When considering the early interactions of a nanomaterial with a cell, Dawson points out that one cannot think of the nanomaterial alone. Instead, one must think of the nanoparticle and its adsorbed biomolecules as a fundamental unit. [emphasis mine]

Most importantly,

Dawson believes that researchers must pay closer attention to the composition of the biomolecular environment surrounding the particles and cells when performing in vitro experiments. In other words, it is as important to consider the composition of the biomolecules in the media as it is to consider the chemical nature of the nanoparticle and the cell type. [emphasis mine]

“What’s absolutely clear is that depending on the type of dispersion that you make up, whether you add 10% serum or 20% serum, you get different levels of cell uptake” says Dawson. “Indeed, you get different levels of damage as well. It is therefore not meaningful to say that the nanoparticle is or is not toxic in that simplistic way. You can make a material toxic if you really want to make it toxic. You can make many materials damage cells simply because these have high surface energy. However, in a realistic physiological environment, part of the particle surface is covered and so that kind of damage would not be applicable.”

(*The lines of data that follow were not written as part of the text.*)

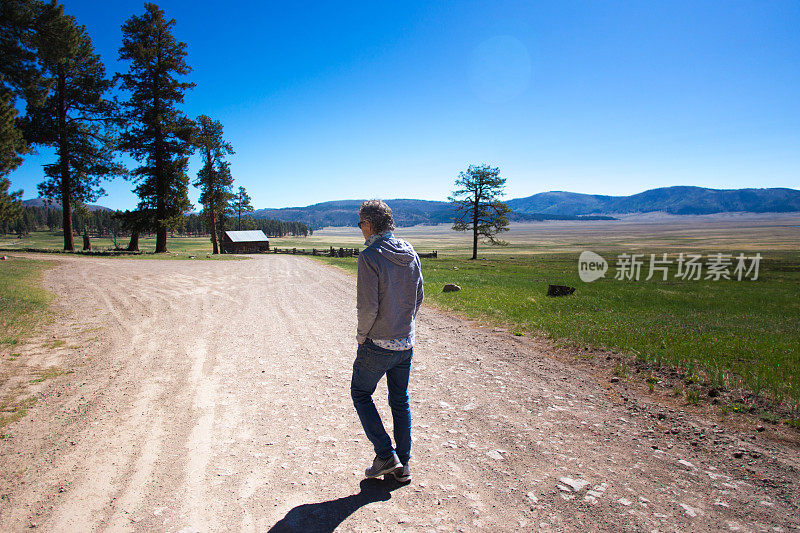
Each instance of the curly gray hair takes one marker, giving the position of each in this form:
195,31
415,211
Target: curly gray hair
379,215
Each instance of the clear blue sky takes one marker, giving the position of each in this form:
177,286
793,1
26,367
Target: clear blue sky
353,100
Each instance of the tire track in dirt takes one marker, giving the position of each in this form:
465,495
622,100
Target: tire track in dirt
217,398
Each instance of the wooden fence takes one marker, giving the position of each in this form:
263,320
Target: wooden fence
334,252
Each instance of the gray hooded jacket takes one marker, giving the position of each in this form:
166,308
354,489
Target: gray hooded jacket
389,290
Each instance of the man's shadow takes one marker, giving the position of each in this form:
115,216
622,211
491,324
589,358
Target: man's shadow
326,516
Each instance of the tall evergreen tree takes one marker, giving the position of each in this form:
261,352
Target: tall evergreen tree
241,204
19,75
158,134
214,179
477,205
73,116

I encourage anyone who’s interested in nanotoxicology to read Walkey’s essay in full as I’ve excerpted only a portion.

BTW, Carl Walkey is a PhD graduate student at the University of Toronto and a member of the Integrated Nanotechnology & Biomedical Sciences Laboratory (INBS). I last mentioned Walkey in my July 12, 2012 posting about his Nanowerk Spotlight essay on nanotoxicology and animal studies.